There had been something said at first about his going to the
Oswald's to stay, when the time came when he should be alone in the
house. Mr Philip had proposed it at the time when they were making
arrangements for the going away of his little sisters. But the
invitation had not been repeated. Mr Philip had gone away long before
Jem. He had, at the last moment, joined an exploring party who were
goingnot, indeed, to Red River, but far away into the woods. Mr
Oswald had forgotten the invitation, or had never known of it, perhaps,
and David went home to the deserted house not very willingly sometimes,
and, with a vague impatience of the monotony of the days, wished for
something to happen to break it. Before Jem had been gone a week,
something did happen. Indeed, it had happened a good while before, but
it only came to David's knowledge at that time.

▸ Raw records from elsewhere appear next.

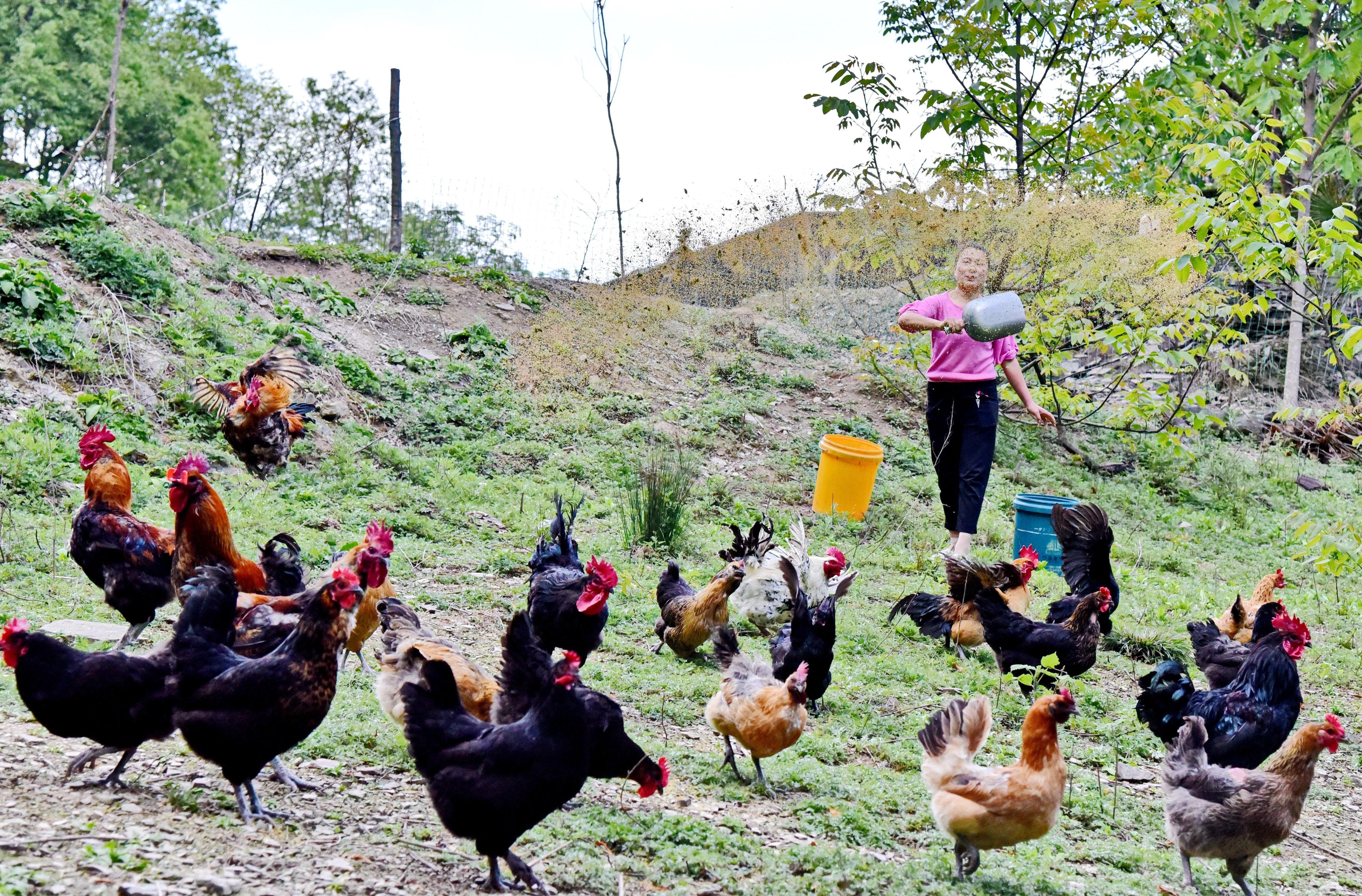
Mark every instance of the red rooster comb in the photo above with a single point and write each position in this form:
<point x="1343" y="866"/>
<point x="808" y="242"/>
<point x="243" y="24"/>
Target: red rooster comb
<point x="379" y="536"/>
<point x="96" y="436"/>
<point x="604" y="573"/>
<point x="654" y="786"/>
<point x="345" y="578"/>
<point x="1292" y="625"/>
<point x="193" y="462"/>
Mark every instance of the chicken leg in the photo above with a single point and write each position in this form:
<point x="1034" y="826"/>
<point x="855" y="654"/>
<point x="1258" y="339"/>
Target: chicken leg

Mr Caldwell had just returned from one of his frequent business
journeys, and one night David lingered beyond the usual hour that he
might see him and walk down the street with him as far as their way lay
in the same direction; and it was while they were going towards home
together that Mr Caldwell told him of something very unpleasant that
had occurred in the office. A small sum of money had been missed, and
the circumstances connected with its loss led Mr Caldwell to believe
that it had been taken by some one belonging to the office. Mr Caldwell
could not give his reasons for this opinion, nor did he say much about
it, but he questioned David closely about those who had been coming and
going, and seemed troubled and annoyed about the affair. David was
troubled, too, and tried to recall anything that might throw light upon
the painful matter. But he did not succeed.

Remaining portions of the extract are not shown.